Gewalt gegen Bahn-Beschäftigte Für mehr Sicherheit im Zug braucht es mehr Personal (Kommentar)
Sicherheit im Bahnverkehr: Warum an zusätzlichem Personal kein Weg vorbeiführt.

Halle/MZ - Für mehr Sicherheit im Bahnverkehr, sowohl für Beschäftigte als auch für Reisende, führt kein Weg vorbei an zusätzlichem Personal, an zusätzlichen Sicherheitsleuten und zusätzlichen Zugbegleitern. Auch Bodycams mögen wirksam sein, wie Erfahrungen der Bahn zeigen.

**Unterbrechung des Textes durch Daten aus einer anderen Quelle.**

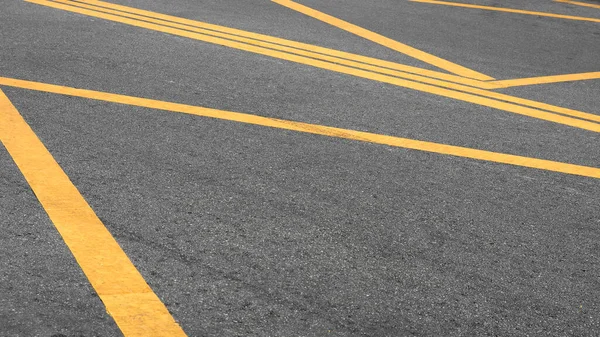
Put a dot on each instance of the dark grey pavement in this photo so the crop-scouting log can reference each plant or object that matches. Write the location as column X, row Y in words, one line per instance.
column 250, row 231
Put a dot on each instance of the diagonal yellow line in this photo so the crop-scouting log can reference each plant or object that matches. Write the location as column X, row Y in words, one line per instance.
column 385, row 41
column 128, row 298
column 508, row 10
column 547, row 79
column 274, row 41
column 579, row 3
column 329, row 131
column 464, row 93
column 354, row 61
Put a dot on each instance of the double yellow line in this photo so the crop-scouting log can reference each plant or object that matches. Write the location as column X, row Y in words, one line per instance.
column 446, row 85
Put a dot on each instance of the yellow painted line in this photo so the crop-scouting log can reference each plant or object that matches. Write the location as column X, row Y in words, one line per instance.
column 380, row 65
column 467, row 94
column 444, row 149
column 547, row 79
column 385, row 41
column 128, row 298
column 578, row 3
column 279, row 47
column 508, row 10
column 294, row 44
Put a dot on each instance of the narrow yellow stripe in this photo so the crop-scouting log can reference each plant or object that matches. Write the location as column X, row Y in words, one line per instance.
column 501, row 105
column 367, row 60
column 578, row 3
column 128, row 299
column 286, row 49
column 508, row 10
column 547, row 79
column 298, row 45
column 312, row 128
column 385, row 41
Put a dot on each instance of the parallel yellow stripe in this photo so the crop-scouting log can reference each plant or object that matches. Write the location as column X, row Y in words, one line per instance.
column 294, row 44
column 128, row 298
column 458, row 151
column 579, row 3
column 508, row 10
column 385, row 41
column 275, row 46
column 380, row 65
column 587, row 125
column 547, row 79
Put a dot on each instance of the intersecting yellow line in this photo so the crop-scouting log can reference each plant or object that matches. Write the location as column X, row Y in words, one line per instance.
column 128, row 299
column 508, row 10
column 274, row 43
column 579, row 3
column 472, row 95
column 547, row 79
column 385, row 41
column 329, row 131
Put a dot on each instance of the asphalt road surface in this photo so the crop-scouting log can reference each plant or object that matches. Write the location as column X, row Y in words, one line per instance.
column 430, row 173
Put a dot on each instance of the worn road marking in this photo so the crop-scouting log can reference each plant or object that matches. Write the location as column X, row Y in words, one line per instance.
column 508, row 10
column 407, row 143
column 490, row 99
column 385, row 41
column 128, row 298
column 579, row 3
column 547, row 79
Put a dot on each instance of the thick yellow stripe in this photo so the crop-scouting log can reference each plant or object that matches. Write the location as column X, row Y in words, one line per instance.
column 578, row 3
column 297, row 45
column 385, row 41
column 128, row 299
column 380, row 65
column 501, row 105
column 508, row 10
column 286, row 49
column 547, row 79
column 312, row 128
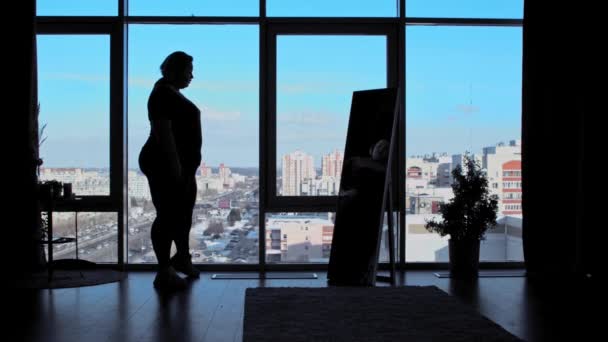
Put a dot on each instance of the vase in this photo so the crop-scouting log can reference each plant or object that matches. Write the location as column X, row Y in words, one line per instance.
column 464, row 258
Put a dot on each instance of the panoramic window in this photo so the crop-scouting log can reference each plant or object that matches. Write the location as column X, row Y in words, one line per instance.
column 77, row 7
column 503, row 9
column 316, row 76
column 96, row 233
column 199, row 8
column 74, row 98
column 463, row 94
column 225, row 88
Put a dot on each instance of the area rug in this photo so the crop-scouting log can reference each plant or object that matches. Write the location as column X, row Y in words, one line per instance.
column 68, row 278
column 412, row 313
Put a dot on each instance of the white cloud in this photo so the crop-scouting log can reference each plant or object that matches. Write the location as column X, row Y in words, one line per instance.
column 76, row 77
column 305, row 118
column 211, row 114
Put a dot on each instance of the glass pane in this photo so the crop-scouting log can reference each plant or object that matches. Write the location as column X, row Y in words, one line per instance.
column 225, row 89
column 299, row 237
column 77, row 7
column 463, row 94
column 195, row 7
column 97, row 236
column 74, row 97
column 316, row 76
column 332, row 8
column 499, row 9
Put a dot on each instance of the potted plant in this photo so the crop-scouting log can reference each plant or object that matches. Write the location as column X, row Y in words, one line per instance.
column 466, row 217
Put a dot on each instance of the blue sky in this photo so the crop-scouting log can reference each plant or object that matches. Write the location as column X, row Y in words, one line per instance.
column 463, row 84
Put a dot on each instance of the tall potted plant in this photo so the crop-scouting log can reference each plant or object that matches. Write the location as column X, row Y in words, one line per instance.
column 466, row 217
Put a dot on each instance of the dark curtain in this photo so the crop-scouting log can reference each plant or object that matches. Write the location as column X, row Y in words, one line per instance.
column 560, row 82
column 20, row 231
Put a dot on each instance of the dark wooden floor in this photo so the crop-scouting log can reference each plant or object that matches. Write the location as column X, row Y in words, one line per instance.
column 212, row 310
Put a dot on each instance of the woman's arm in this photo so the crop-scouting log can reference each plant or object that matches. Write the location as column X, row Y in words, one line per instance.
column 163, row 133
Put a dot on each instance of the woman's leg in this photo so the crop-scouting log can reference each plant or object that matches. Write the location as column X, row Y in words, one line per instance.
column 182, row 231
column 161, row 228
column 182, row 261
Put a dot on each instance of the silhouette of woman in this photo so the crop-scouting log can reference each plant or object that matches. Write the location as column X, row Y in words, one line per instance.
column 169, row 159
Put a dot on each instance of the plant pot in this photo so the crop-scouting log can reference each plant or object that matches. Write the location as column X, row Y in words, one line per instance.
column 464, row 258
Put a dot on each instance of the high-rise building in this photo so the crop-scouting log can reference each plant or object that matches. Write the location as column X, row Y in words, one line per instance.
column 332, row 164
column 297, row 167
column 503, row 165
column 205, row 170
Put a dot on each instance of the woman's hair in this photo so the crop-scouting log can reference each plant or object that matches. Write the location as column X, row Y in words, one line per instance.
column 175, row 62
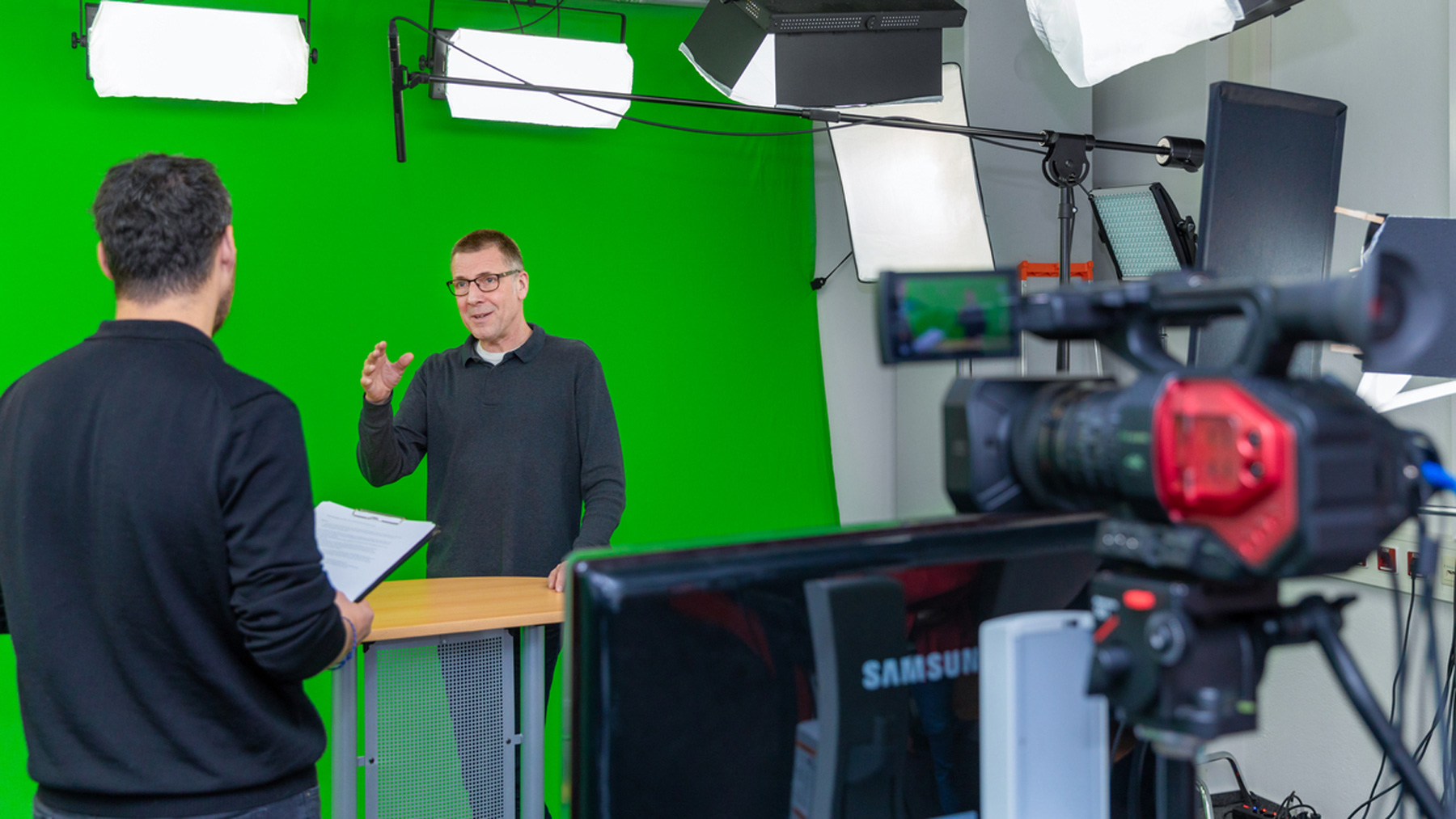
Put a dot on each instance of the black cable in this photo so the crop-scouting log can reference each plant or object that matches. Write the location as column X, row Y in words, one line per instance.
column 1321, row 618
column 1135, row 782
column 568, row 98
column 1428, row 566
column 1449, row 703
column 1395, row 684
column 820, row 281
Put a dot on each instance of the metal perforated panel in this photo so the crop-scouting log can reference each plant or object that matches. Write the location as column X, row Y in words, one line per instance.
column 440, row 728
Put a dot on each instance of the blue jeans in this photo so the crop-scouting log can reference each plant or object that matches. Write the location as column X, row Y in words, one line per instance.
column 938, row 720
column 300, row 806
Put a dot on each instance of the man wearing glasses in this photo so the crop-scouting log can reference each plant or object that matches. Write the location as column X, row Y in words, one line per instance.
column 526, row 460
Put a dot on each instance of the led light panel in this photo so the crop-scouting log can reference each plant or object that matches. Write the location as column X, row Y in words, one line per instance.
column 1135, row 230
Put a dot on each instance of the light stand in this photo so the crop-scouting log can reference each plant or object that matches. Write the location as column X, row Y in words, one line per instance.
column 1063, row 167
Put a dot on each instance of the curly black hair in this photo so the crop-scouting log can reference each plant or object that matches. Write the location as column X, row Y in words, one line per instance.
column 160, row 218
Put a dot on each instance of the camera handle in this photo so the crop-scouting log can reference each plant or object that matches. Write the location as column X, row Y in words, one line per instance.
column 1130, row 319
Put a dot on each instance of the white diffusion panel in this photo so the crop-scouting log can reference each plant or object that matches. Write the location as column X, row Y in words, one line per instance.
column 178, row 51
column 542, row 61
column 912, row 196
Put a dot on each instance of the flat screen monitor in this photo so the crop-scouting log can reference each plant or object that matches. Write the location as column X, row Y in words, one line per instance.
column 1270, row 187
column 948, row 315
column 759, row 680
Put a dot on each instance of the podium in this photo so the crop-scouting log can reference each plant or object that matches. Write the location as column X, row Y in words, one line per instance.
column 431, row 637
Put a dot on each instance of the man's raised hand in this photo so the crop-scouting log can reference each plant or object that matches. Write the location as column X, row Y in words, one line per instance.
column 380, row 374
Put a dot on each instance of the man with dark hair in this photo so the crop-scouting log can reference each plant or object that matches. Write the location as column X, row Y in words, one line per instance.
column 158, row 564
column 524, row 456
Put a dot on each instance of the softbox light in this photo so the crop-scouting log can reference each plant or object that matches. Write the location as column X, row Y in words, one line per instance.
column 542, row 61
column 822, row 53
column 1094, row 40
column 912, row 196
column 187, row 53
column 1142, row 230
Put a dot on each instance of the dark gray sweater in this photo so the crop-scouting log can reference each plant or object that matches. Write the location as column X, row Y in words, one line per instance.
column 526, row 462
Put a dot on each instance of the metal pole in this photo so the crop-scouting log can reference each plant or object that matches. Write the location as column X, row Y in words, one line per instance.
column 1064, row 214
column 533, row 711
column 344, row 753
column 1177, row 793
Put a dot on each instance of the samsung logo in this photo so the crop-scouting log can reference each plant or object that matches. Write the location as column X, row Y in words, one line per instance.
column 913, row 669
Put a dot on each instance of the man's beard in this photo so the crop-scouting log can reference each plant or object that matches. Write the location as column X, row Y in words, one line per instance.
column 225, row 304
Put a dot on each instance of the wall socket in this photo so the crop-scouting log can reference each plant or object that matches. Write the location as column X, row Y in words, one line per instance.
column 1404, row 549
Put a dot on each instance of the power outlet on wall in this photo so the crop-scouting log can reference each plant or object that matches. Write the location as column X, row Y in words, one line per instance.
column 1398, row 556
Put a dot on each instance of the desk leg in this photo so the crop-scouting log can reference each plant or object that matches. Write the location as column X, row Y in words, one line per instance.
column 533, row 711
column 344, row 751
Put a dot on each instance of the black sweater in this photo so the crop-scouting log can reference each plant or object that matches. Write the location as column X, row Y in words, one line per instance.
column 524, row 456
column 160, row 578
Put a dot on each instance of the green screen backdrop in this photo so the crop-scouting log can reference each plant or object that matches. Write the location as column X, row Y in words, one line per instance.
column 684, row 260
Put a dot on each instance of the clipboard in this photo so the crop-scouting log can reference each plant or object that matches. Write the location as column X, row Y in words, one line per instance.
column 362, row 547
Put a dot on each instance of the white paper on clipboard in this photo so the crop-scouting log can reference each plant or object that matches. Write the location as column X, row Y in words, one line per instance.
column 362, row 547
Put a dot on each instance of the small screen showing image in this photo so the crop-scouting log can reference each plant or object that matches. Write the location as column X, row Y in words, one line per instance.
column 938, row 316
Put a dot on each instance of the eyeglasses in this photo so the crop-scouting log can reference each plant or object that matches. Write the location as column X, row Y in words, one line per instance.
column 485, row 281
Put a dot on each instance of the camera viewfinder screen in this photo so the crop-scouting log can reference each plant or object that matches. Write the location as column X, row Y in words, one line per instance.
column 938, row 316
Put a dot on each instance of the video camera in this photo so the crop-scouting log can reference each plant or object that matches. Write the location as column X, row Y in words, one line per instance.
column 1261, row 475
column 1216, row 482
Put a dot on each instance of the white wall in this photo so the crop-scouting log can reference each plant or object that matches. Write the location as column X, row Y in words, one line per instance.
column 1388, row 61
column 886, row 422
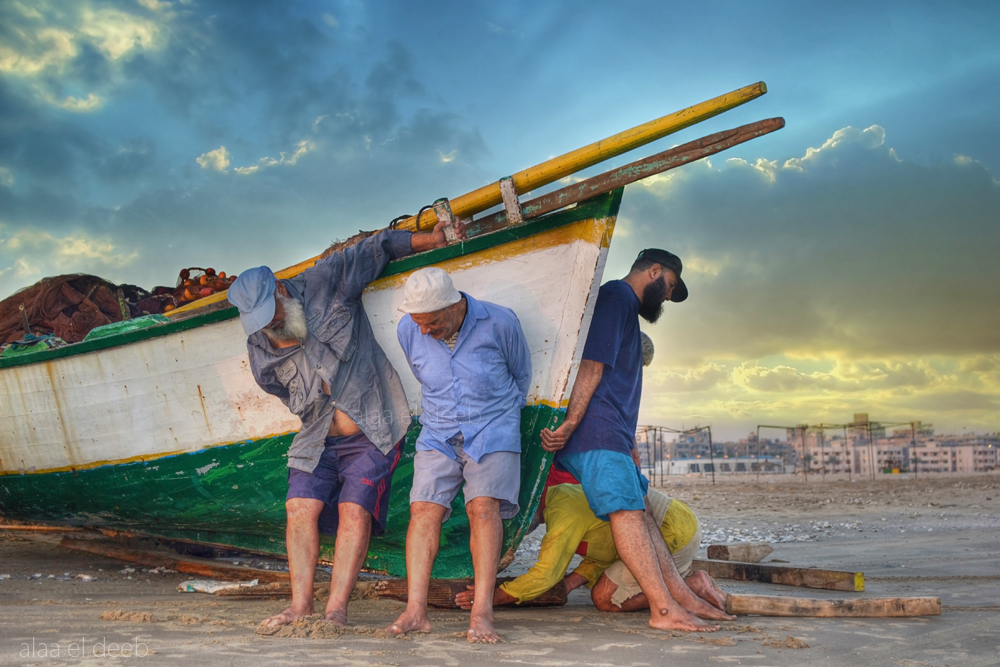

Aber jeder weiß es aus eigener Erfahrung: In unsicheren oder als unsicher empfundenen Situationen fühlt man sich wohler, wenn man nicht alleine ist, wenn man andere Menschen ansprechen kann.
Es ist gut, dass auch Sachsen-Anhalts Verkehrsministerin Lydia Hüskens (FDP) das so sieht. Doch bei allem Verständnis dafür, dass zusätzliches Geld für neue Stellen weder vom Himmel fällt noch einfach so gedruckt werden kann und dass erst einmal Bewerber gefunden werden müssen, die den Job im Zug machen wollen: Die von Hüskens vorgeschlagene Lösung wirkt unzureichend.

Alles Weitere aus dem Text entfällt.